By Kabir Altaf
On January 4, 2011 Salman Taseer, the governor of Pakistan’s Punjab province, was assassinated for advocating amendments to the country’s blasphemy law that would prevent it from being abused for personal reasons. Taseer had also pressed for the release of Aasia Bibi, a poor Christian woman who has been sentenced to death for blasphemy and is currently in prison. In the worldview of the assassin—a member of the governor’s own security detail—by defending an imprisoned woman and considering amendments to the blasphemy law, Taseer had committed blasphemy himself and was thus condemned to death.
The assassination was a tragedy; the reactions to it are far more complex. The day after the murder, 500 Pakistani religious scholars issued statements to the effect that those attending Taseer’s funeral or even expressing regret at his death would themselves be guilty of blasphemy:”a supporter of a blasphemer is a blasphemer himself.” Many presumably “educated” citizens of Pakistan made Facebook groups in support of the assassin arguing that he was a hero of Islam for killing a blasphemer and should not be punished. And last but certainly not least, on January 9, a few days after the murder, thousands gathered on the streets of Karachi, Pakistan’s economic capital and largest city, to show their support for the blasphemy laws. The rally was addressed by the heads of several religiously-based parties. DAWN, one of Pakistan’s most liberal English-language papers, quoted Maulana Fazlur Rehman, head of his own faction of the Jamiat Ulema-e-Islam (JUI) as saying: “If you cannot tolerate the blasphemy law, how can we tolerate those committing blasphemy?
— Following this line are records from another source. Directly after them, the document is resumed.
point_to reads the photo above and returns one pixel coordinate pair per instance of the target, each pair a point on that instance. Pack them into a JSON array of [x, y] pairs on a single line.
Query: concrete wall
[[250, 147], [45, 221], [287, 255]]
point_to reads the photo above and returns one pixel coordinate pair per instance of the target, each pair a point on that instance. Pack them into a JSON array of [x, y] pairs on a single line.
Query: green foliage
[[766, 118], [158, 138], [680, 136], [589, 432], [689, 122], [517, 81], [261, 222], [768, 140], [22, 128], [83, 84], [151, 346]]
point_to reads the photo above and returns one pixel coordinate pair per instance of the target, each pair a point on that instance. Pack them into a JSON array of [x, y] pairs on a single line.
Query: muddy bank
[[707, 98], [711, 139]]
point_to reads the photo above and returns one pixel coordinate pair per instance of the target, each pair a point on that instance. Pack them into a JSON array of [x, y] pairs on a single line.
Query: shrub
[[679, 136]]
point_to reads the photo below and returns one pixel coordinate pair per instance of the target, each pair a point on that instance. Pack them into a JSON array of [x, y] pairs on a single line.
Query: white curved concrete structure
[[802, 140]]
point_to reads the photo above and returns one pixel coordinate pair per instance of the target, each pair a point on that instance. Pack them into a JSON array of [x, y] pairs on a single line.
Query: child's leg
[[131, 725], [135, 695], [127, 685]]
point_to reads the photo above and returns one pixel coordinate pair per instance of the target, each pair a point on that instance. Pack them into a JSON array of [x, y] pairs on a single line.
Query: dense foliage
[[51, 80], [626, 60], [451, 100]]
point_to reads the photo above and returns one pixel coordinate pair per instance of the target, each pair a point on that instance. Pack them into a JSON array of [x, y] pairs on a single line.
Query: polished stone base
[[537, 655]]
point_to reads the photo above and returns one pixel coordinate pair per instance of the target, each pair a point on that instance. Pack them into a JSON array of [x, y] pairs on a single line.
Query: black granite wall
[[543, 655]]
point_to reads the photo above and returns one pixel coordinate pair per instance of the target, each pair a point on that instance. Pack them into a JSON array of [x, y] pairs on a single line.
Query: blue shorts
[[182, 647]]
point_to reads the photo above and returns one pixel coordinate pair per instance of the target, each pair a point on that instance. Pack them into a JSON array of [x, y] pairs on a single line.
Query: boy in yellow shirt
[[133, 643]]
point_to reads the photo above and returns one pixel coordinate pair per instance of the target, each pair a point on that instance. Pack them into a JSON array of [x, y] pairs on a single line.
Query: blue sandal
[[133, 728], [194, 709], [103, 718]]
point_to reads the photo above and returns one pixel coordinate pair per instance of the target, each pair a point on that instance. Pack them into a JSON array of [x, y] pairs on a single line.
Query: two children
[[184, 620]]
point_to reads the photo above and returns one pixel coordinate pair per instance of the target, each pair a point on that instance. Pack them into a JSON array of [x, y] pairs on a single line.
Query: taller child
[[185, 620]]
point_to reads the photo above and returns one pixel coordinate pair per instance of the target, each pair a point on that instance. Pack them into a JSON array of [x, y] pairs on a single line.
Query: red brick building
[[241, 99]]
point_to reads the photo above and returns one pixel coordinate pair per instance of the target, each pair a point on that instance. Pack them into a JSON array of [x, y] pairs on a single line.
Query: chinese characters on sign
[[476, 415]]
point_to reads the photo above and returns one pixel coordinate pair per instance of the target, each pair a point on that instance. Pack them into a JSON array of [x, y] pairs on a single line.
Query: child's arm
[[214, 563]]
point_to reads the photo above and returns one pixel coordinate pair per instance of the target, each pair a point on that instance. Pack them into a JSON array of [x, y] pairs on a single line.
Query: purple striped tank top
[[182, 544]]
Taseer is responsible for his assassination and the government shares the blame.” He added that changing the law was in the interests of the U.S. and Western governments that favored repeal of Islamic laws.
Amid the furor about the “divinely-ordained” blasphemy laws, what many people seemed to forget is that the law is in fact man-made and was introduced at a specific time in Pakistan’s history. Although the law has its roots in 19th century colonial legislation to protect places of worship, it took its current form in the 1980s during the military dictatorship of General Zia ul-Haq as part of his Islamization drive. Under the law, anyone who speaks ill of the Prophet Mohammad commits a crime and faces the death penalty. The vague terminology of the law has frequently led to its misuse. Convictions often hinge on witness testimony and are linked to personal vendettas. The law is particularly worrisome to Christians, who comprise 4% of Pakistan’s population, and who argue that it offers them no protection. However, although it is clear that the law is problematic, in the current Pakistani political climate, thirty years after Zia’s Islamization drive, even suggesting that the law is man-made and should be amended costs people their lives.
From a humanist perspective, there is no question that the blasphemy law must be repealed.Among other things, it is a deterrent to free speech. While one can argue that the standards of civil discourse mean that one should refrain from being gratuitously derogatory toward anyone’s religious icons or scriptural texts, criticism and discussion of laws derived from religion needs to be allowed in a free society.
Secondly, the law discriminates against Pakistan’s minorities, not only the Christians, but also Hindus and even the Ahmedis, a Muslim sect that Pakistani law has officially declared “non-Muslim.” As a modern nation-state, Pakistan belongs to all of its citizens, regardless of their religious beliefs. Having laws that explicitly favor one religion and hold its tenets free from any sort of criticism is inconsistent with the ideals of a modern state, which is what Pakistan’s founder Muhammad Ali Jinnah, had envisioned for the country at its founding in 1947. In his August 11th, 1947 speech to the Constituent Assembly, Jinnah said, “You are free; you are free to go to your temples, you are free to go to your mosques or to any other place of worship in this State of Pakistan. You may belong to any religion or caste or creed—that has nothing to do with the business of the State… We are starting with this principle that we are all citizens and equal citizens of one State… you will find that in course of time Hindus would cease to be Hindus and Muslims would cease to be Muslims, not in the religious sense, because that is the personal faith of each individual, but in the political sense as citizens of the State.”
It is striking how secular and humanistic Jinnah sounds in this speech. Though he fought for Pakistan as a homeland for the Muslims of the Indian Subcontinent, he never intended the country to become a theocratic state. Citizens were to be free to hold their individual religious beliefs and to practice them as they saw fit, yet in the political sphere they were all equal and were to be defined only in their identity as citizens. Sixty years on, Pakistan has shifted 180 degrees from the vision of its founding father. It is high time for the country’s citizens to reflect on how this shift occurred and what can be done to prevent their country from becoming a theocratic state that squashes all dissent.
Kabir Altaf is an intern for the American Humanist Association. He graduated from George Washington University in 2009 and studied abroad for two years in Lahore, Pakistan.